Nigeria; (2) Dosa did not call as witnesses his three uncles living in the United States; (3)

Dosa did not provide statements from other friends in the United States; (4) Dosa did not

obtain a statement from his mother testifying to a grenade attack on Dosa’s house after he

escaped to the United States; and (5) Dosa only submitted one letter from his mother and

one from Sanci, and did not submit others that he received from both individuals.

       Of these five potential sources of evidence, Dosa was asked to explain only three:

not calling his uncles to testify, not providing more letters from his mother and Sanci, and
(No. 03-4323)                               - 16 -

not getting a statement from his mother about the grenade attack. He was never asked

why he did not provide a statements from his brother, sisters, or friends in the United States

(one of whom he attempted unsuccessfully to call as a witness), and therefore cannot be

said to have failed to explain the absence of those statements.
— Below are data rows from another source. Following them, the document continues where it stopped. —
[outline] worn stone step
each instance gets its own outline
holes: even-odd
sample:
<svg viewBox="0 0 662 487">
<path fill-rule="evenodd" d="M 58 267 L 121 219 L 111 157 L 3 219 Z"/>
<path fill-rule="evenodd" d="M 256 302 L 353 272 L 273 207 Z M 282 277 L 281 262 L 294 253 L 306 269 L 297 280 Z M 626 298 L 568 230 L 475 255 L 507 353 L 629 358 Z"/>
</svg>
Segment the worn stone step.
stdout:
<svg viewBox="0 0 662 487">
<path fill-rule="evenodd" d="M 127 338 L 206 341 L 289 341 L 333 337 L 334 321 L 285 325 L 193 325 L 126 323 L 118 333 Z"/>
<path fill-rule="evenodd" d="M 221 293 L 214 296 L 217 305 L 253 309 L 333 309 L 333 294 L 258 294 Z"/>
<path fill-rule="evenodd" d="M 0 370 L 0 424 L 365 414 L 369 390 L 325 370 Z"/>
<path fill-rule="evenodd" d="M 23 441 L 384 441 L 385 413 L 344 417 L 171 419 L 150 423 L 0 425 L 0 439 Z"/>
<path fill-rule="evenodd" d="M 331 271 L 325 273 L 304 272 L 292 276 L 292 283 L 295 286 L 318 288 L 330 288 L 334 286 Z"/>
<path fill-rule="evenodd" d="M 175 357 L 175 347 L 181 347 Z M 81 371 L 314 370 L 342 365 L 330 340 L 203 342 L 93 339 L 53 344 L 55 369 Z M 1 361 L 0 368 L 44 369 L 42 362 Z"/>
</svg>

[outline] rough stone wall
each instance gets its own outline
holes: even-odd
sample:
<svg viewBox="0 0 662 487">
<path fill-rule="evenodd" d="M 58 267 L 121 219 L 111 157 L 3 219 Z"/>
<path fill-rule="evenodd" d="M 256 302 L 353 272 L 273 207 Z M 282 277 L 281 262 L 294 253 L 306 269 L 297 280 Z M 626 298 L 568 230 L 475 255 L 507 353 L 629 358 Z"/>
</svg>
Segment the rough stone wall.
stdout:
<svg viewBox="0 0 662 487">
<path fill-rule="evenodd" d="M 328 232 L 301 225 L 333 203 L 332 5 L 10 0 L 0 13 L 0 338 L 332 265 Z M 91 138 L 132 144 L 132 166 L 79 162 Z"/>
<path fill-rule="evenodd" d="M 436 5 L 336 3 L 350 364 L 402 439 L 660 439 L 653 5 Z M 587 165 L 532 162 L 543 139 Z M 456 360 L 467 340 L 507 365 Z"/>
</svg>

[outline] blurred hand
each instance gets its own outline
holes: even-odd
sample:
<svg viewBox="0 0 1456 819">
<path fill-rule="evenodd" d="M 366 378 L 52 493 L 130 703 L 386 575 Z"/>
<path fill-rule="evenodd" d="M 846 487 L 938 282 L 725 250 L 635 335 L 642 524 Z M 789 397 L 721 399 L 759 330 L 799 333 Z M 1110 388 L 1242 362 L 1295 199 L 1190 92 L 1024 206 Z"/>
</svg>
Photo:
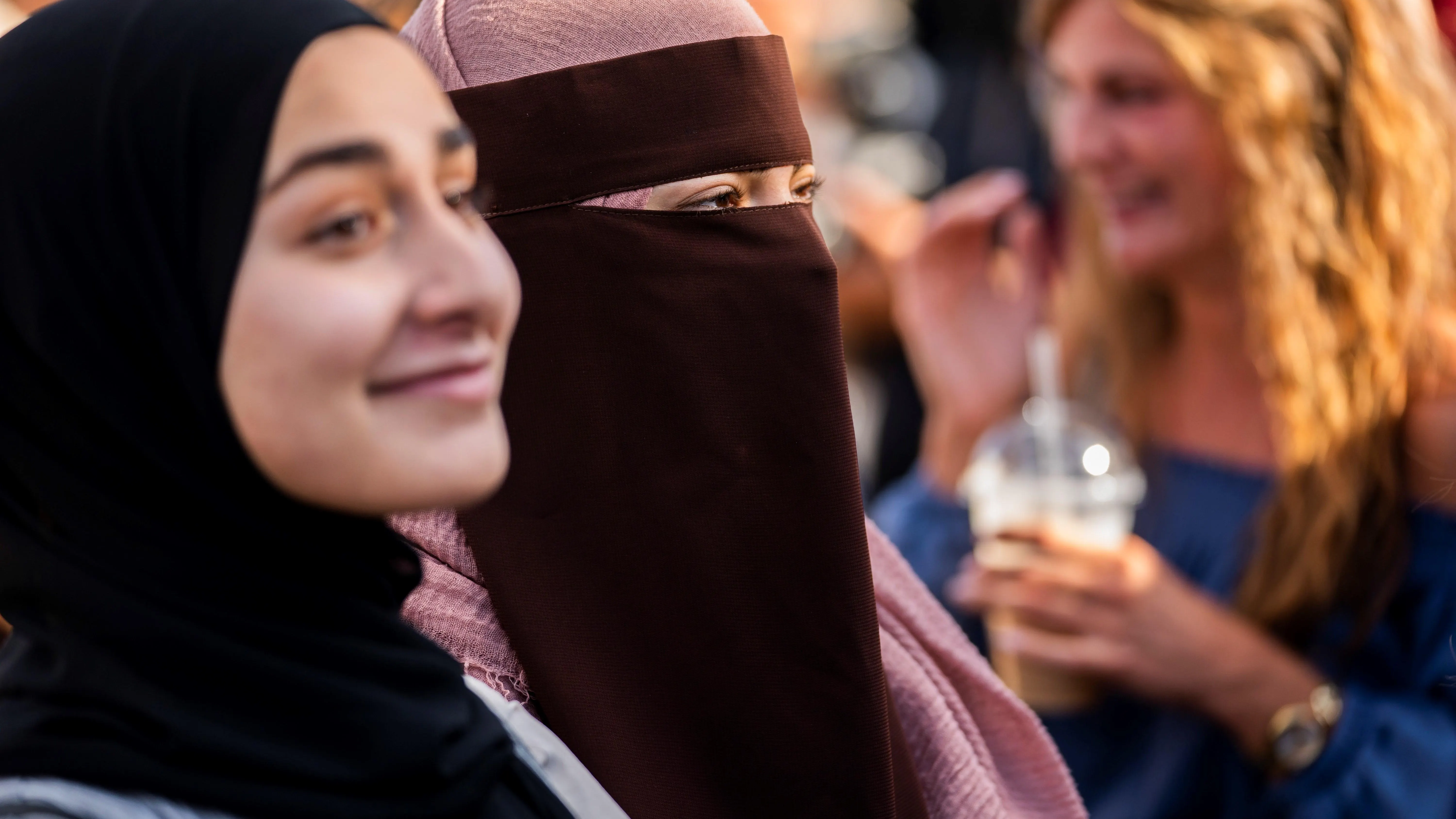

       Dosa explained that he did not ask his uncles to testify on his behalf because he was

no longer on good terms with them since they each married. He explained that he threw

away his other letters from Sanci after reading them, and that he did not submit other

letters from his mother because they did not discuss anything relevant to his application.

Finally, he explained that he did not get a statement from his mother about the grenade

attack because he did not know he needed to do so. The IJ rejected each of these

explanations without explanation, declaring simply that “no reasonable explanation” had

been given. This is not an acceptable basis for the denial of an otherwise meritorious

asylum claim.    Our review of an IJ’s decisions requires that we assess whether a

reasonable adjudicator could agree with the IJ’s conclusions; an assessment that is

impossible when an IJ fails to explain the basis for his findings. See See Secaida-Rosales

v. INS, 331 F.3d 297, 307 (2d Cir. 2003) (“When an IJ rejects an applicant’s testimony, the

IJ must provide ‘specific, cogent’ reasons for doing so.”) (citing Aguilera-Cota v. INS, 914
F.2d 1375, 1381 (9th Cir. 1990)); Mersinaj v. Ashcroft, 107 F. App’x 553, 555 (6th Cir.

2002) (unpublished) (“A credibility finding supported by specific, cogent reasons will be

upheld.”). Although the IJ was not obliged to accept Dosa’s explanations, he was obliged

to spell out his reasons for rejecting them. He did not, and we therefore lack any basis for

concluding that his decision was supported by substantial evidence.
(No. 03-4323)                              - 17 -

       Never having met or questioned Mr. Dosa, I cannot say affirmatively that he is a

credible witness to the events he claims took place in Togo. Nor can I say that a

reasonable adjudicator could not set forth the type of cogent reasons lacking in the IJ’s

opinion for disbelieving certain aspects of Dosa’s testimony. Indeed, it may be true that if

the IJ had reached a more measured conclusion in this case, more clearly tied to the

evidence in the record, I would have joined the court in affirming the BIA’s decision. I do

not believe, however, that any reasonable adjudicator could, on the basis of the evidence

cited by the IJ, reach the hyperbolic conclusion that Dosa was “an inherently incredible

person” who had failed to demonstrate “that he is from Togo, let alone that he is a member

of the UFC or has done anything for the party.” I would remand this case to the BIA for

reconsideration or a new hearing.

       For these reasons, I respectfully dissent.